Nathaniel s’était mépris sur la nature de cette émotion. Il était convaincu que son frère revenait à de meilleurs sentiments :

— Mon pauvre Sébastien, avait-il déclaré, quel chagrin tu nous as fait et quel mal tu nous fais encore… mais hélas ! Le ciel s’est vengé terriblement, mon pauvre, pauvre enfant. Écoute, maintenant nous nous sommes retrouvés, il ne faut plus nous quitter.

Déjà Nathaniel reprenait le ton autoritaire et brutal qui était l’expression même de son caractère. Et malgré lui il ordonnait ;

— Tu vas revenir à Valmondois. Pendant quelque temps, nous ne recevrons personne. Jusqu’à présent, dans notre monde, on ignore sinon ton infirmité, du moins le scandale. Il faut que l’on t’oublie pendant quelque temps, après quoi nous verrons à arranger les choses, à donner une explication. J’en ai déjà parlé avec ta belle-sœur. Elle est de mon avis.

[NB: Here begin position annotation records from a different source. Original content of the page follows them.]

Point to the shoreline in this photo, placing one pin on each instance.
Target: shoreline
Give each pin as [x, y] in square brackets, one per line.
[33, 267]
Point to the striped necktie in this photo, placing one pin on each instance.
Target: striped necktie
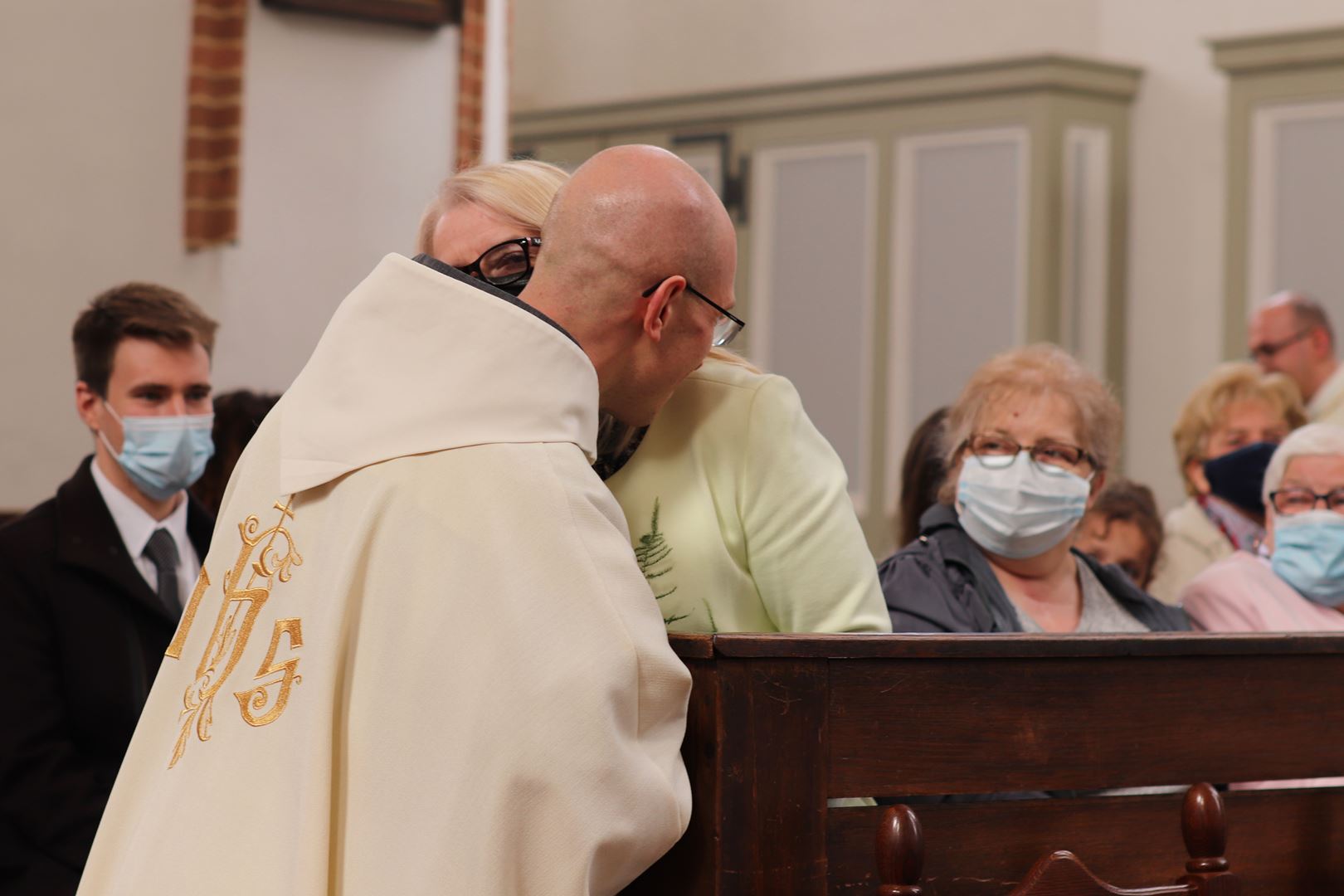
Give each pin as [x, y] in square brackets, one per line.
[163, 553]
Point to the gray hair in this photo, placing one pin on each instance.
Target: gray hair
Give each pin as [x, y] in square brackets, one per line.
[1312, 440]
[1308, 312]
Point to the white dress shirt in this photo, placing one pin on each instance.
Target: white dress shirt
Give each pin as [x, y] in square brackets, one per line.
[136, 527]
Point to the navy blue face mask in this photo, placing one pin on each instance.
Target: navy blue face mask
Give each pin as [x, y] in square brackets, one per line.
[1238, 476]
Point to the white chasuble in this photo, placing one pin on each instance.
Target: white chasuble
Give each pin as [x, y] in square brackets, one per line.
[421, 657]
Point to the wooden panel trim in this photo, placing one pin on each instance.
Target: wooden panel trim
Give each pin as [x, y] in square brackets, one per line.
[1278, 51]
[1125, 840]
[930, 727]
[1027, 74]
[1022, 646]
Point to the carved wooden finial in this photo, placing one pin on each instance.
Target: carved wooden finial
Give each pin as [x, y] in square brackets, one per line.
[899, 853]
[1205, 828]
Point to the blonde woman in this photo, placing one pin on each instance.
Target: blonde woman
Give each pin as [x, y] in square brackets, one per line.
[1029, 445]
[738, 508]
[1225, 437]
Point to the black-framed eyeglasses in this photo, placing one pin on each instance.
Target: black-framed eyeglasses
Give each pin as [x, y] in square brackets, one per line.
[505, 264]
[1270, 349]
[999, 450]
[1300, 500]
[726, 328]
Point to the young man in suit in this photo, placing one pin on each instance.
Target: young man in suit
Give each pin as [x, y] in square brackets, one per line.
[93, 581]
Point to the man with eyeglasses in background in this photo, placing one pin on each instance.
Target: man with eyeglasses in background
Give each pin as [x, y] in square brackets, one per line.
[1291, 334]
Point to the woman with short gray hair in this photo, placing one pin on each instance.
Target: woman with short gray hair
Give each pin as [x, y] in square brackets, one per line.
[1030, 444]
[1298, 582]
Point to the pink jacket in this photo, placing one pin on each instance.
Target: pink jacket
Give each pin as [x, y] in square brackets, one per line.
[1242, 594]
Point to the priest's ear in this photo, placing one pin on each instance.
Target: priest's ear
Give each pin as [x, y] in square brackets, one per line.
[659, 306]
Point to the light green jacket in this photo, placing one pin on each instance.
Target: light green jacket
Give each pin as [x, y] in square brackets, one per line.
[739, 512]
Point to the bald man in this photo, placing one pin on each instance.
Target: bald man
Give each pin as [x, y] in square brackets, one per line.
[421, 655]
[1291, 334]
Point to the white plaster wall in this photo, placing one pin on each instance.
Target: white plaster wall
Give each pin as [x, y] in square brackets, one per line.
[582, 51]
[347, 129]
[578, 51]
[1177, 171]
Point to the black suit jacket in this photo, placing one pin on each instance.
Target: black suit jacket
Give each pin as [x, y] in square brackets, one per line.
[81, 640]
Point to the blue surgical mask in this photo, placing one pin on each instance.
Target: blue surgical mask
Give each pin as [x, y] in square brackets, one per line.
[1309, 555]
[1238, 476]
[1022, 508]
[163, 455]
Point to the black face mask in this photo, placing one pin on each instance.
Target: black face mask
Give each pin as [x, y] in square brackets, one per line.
[1239, 476]
[514, 288]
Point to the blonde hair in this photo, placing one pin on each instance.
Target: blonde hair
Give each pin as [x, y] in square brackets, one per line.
[1207, 406]
[1036, 370]
[519, 191]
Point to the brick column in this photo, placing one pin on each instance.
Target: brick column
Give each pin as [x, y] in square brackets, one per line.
[214, 123]
[470, 84]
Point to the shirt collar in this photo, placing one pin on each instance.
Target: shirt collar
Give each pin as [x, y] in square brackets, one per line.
[134, 523]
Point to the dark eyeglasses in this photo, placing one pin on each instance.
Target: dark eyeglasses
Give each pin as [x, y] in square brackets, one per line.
[1270, 349]
[1300, 500]
[726, 328]
[505, 264]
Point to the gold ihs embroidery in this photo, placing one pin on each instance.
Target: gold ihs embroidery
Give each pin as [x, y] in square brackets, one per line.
[238, 614]
[260, 694]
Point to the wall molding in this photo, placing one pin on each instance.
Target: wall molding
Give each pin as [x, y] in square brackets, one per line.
[762, 290]
[1280, 51]
[1049, 73]
[901, 421]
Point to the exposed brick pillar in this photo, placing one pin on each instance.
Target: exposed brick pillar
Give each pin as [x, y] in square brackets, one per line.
[214, 123]
[470, 84]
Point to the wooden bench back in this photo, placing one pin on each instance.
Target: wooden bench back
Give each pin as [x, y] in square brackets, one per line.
[780, 724]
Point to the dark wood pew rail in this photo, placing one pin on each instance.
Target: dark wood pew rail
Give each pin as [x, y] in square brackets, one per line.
[780, 724]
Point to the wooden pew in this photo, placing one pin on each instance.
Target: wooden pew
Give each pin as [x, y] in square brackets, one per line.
[780, 724]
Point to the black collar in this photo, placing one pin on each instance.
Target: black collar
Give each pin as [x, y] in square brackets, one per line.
[88, 536]
[448, 270]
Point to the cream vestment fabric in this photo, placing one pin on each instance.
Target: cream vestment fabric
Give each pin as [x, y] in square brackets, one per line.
[1327, 406]
[421, 657]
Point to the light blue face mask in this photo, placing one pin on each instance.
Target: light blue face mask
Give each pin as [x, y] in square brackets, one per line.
[1309, 555]
[163, 455]
[1016, 508]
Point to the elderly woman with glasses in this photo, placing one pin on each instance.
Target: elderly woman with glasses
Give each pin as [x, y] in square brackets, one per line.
[737, 507]
[1029, 445]
[1224, 437]
[1296, 581]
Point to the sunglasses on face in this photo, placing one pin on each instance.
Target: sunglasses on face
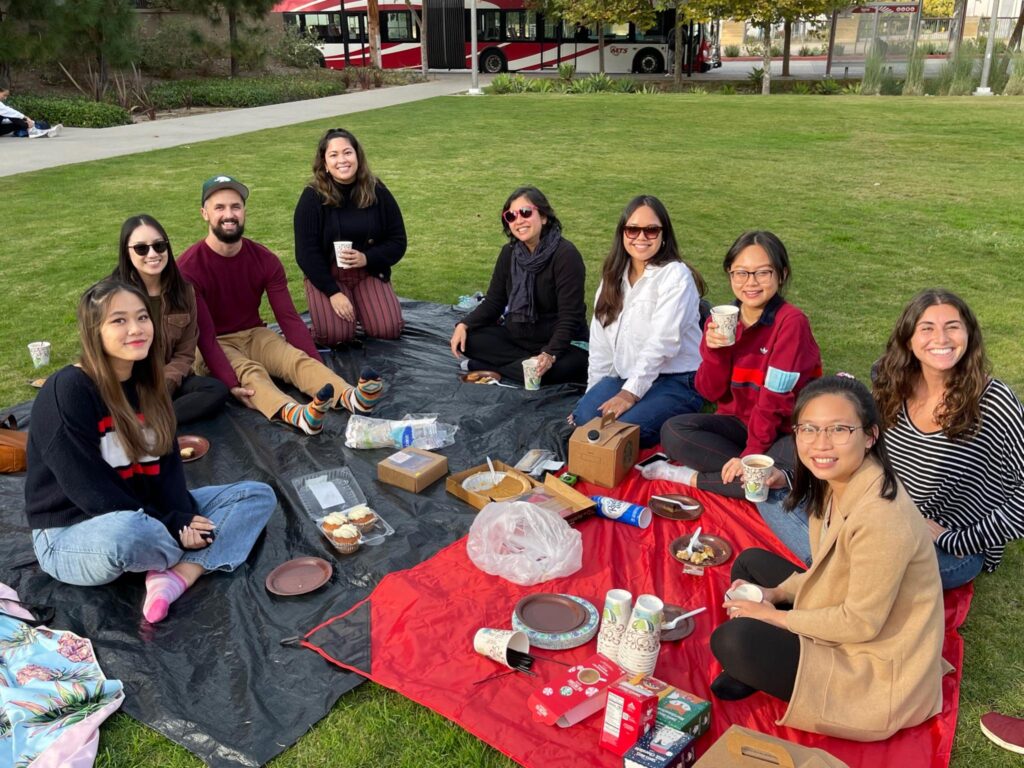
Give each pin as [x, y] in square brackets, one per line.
[649, 232]
[525, 213]
[141, 249]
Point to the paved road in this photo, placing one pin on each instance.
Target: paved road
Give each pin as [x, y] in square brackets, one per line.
[82, 144]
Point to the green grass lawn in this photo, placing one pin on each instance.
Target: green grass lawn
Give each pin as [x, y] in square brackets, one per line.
[875, 198]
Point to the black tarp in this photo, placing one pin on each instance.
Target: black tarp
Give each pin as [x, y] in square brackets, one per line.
[213, 676]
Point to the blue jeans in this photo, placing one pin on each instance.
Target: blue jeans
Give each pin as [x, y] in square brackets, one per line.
[790, 527]
[956, 571]
[98, 550]
[670, 395]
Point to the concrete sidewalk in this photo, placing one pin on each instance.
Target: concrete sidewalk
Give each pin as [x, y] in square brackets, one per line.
[83, 144]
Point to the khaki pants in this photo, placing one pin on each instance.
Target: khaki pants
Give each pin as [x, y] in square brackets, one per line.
[258, 353]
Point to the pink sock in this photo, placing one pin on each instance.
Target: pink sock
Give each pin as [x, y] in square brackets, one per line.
[162, 588]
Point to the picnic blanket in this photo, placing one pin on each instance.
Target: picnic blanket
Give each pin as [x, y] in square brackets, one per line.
[414, 634]
[213, 677]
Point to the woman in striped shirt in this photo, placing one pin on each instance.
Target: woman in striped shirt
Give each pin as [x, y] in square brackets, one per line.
[955, 434]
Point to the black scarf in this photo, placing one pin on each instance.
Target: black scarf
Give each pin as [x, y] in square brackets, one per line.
[525, 265]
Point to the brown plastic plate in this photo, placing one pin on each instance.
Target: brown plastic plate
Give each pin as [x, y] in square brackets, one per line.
[681, 630]
[201, 444]
[551, 613]
[675, 507]
[721, 548]
[298, 577]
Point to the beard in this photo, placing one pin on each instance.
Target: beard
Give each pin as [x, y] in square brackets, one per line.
[228, 238]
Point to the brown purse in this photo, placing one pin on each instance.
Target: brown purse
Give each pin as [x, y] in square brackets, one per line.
[13, 446]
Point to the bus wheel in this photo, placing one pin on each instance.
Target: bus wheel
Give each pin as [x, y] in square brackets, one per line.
[492, 61]
[648, 61]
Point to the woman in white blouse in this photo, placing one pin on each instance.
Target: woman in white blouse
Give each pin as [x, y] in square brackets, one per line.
[645, 336]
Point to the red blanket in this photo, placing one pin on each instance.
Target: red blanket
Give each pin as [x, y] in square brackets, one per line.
[414, 635]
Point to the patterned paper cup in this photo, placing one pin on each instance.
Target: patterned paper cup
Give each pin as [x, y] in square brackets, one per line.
[495, 644]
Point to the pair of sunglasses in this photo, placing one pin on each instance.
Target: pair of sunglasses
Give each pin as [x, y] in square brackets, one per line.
[649, 232]
[525, 213]
[141, 249]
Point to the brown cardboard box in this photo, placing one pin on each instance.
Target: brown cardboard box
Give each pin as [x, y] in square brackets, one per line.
[606, 460]
[412, 469]
[514, 484]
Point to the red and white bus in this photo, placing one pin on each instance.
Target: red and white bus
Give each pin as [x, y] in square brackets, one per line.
[510, 38]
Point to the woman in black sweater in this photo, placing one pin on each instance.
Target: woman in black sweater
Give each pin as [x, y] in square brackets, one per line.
[535, 305]
[348, 235]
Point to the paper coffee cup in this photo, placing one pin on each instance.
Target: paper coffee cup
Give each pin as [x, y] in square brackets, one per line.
[726, 318]
[757, 468]
[40, 351]
[530, 378]
[495, 644]
[339, 246]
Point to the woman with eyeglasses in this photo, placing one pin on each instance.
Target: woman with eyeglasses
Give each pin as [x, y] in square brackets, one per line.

Mais à ces mots, Sébastien avait reculé, stupéfait :

— Il était convenu, dit-il, que lorsque nous nous verrions il ne serait pas question de ma vie privée. Je t’ai déjà dit là-dessus ma façon de penser. Tu m’as fait connaître la tienne. Nous nous sommes éclairés l’un et l’autre sans nous convaincre. J’ai l’âge de raison. J’agirai comme je l’entends.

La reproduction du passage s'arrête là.